Alani Rosa Hicks-Bartlett is a writer and translator from the SF Bay Area. Her work is forthcoming or has appeared in Apricity, The Stillwater Review, IthacaLit, Gathering Storm, Broad River Review, ellipsis…literature & art, The Fourth River, Mantis: A Journal of Poetry, Criticism, and Translation, and others. She twice received the UC Berkeley Dorothy Rosenberg Memorial Prize in Lyric Poetry for her poems “Song of Advice or Valediction” and “second lament,” and the Emily Chamberlain Cook Prize in Poetry for her poem “The Haunting.” Alani is currently working on a novel set in Portugal, many translations, and a collection of villanelles. You can find her at Twitter and Instagram at @AlaniRosa.

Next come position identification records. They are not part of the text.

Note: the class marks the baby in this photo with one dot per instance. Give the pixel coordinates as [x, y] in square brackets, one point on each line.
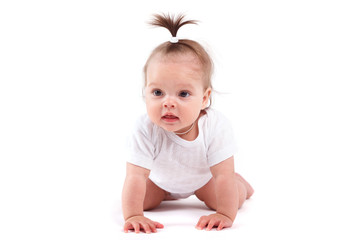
[182, 146]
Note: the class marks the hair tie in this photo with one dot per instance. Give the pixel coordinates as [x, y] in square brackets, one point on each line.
[174, 40]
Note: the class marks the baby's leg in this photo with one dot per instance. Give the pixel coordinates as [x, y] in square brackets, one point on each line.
[153, 196]
[207, 193]
[249, 189]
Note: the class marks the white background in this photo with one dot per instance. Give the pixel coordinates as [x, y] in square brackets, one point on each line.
[287, 75]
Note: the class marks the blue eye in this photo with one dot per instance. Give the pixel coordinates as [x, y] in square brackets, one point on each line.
[184, 94]
[157, 93]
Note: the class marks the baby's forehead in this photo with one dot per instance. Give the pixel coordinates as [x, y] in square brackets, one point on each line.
[178, 58]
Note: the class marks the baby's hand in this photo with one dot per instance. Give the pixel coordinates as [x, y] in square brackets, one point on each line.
[214, 220]
[138, 223]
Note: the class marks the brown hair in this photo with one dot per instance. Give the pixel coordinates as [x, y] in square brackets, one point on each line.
[183, 46]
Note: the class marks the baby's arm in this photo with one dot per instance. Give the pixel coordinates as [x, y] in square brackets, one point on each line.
[226, 197]
[133, 199]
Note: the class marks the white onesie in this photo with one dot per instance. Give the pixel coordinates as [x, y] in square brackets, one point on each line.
[176, 165]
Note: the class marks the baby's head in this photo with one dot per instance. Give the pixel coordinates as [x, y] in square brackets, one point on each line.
[177, 79]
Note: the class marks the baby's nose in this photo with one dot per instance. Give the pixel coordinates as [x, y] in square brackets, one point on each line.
[169, 103]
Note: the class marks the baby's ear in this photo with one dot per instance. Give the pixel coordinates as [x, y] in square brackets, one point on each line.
[206, 98]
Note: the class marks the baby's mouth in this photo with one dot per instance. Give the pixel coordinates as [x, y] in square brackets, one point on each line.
[169, 118]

My Dad Speaks of His Father’s Death

When dad’s grief

unbottled itself,

when he could not square

 

his guilt over the dad

he could not love,

when his beast of a past

 

coiled him, a rattler

ready to strike,

he would tell the story.

 

I still try to picture it,

my grandfather,

deep lines in his red face,

 

trademark overalls,

a Fedora tipped

over one eye,

 

ordering a whiskey

from a line of bottles

behind bored barkeeps,

 

the bar’s stale gloom,

barely visible through

the smoke of Camels

 

fingered by old drinkers

schlumped on stools,

regulars like him

 

who wished he’d

get on with it, shoot

the bitch and bastard,

 

or shut the fuck up.

No one this night noticed

how his pocket curved,

 

saw his old Army pistol,

a loaded Colt .45,

that minutes later

 

just outside their reach

would bare

its yellow heat

 

into the bar’s plate

glass, didn’t guess

how whiskey still

 

in hand, he’d smoke

the orange circles

of streetlights

 

and red neons

flashing nickel beer

and Budweiser,

 

or how bar mirrors

would reflect a man

slurried in a slough

 

of his own making

melt down on a

cracked sidewalk,

 

alone with the years

that tripped

him there,

 

his boy left behind,

frozen in time

no feeling in his blue feet.

 

by Janet Reed

 

Janet Reed is a 2017 and 2016 Pushcart Prize nominee. Her work has appeared or is forthcoming in The Nassau Review, Chiron Review, Tipton Poetry Journal, Avalon Review, I-70 Review, and others. She is at work on her first collection and teaches writing and literature for Crowder College in Missouri.

Stepping

When I go to places

The seaside

I am already leaving there

Rehoboth Beach

More water than sand

More sky than water

Bones of fish laid bare

A new tableau each morning

Tides take back

All that they lay down

Washing me to white

To bold

To bright

A seagull screams just once

And dissolves in my skull

Naked sun

She milks my pupils

Opalescent to blind

At dawn

I see dead birds

Banking fast from clouds

My cousin Eddie

Arc of his returning boomerang

A spinning, skimming whir

Over the green, the coppery

Glossy mallards

Old pennies for heads

Pumpkin orange feet

Folded under what floats and bobs

At the edges of Camp Brule Lake

Startled flock rising

Quaking the water lilies

Seesaw tipping frogs into leaps

A melee of flaps and squawks

My cousin Vernon now

Boomerang two

Not returning

Arm bent back as an arrow to its bow

One unlucky heartbeat

Twirling into tailspin

A roped corpse to splash

So boys can cheer

And echo echo echo

I am already returning

To Camp Brule Lake

Spilling into Elk Creek

Who pauses and changes her clothes

The Flat

Expanse of silt and limestone

Red shale and watercress

Big enough for two pickups

Nature’s Car Wash

In between cascades

A waterfall at the top

A waterfall at the bottom

Liquid chimes

Teacups resting in their saucers

On top of a walking tray

Treed place

Entombing the cold pools

Where fish can stand still

I step across The Flat

To the other side

Soles on the same level parts of the same stones

Nine steps

I’ve made it

The slippery silt covers me

Cloaked in branches and tangle

Caught without my own feet at the seaside

I dissolve into backgrounds brushed and shaded

Into the shadows of the places who know me

 

by Virginia Watts

 

Virginia Watts has been published in The Philadelphia Inquirer, recently in Ruminate Magazine’s Readers’ Notes and her nonfiction story “Marti’s Father” appears in Volume 1, Issue 2 of Ponder Review, Fall 2017. This story has been nominated for a 2018 Pushcart Prize.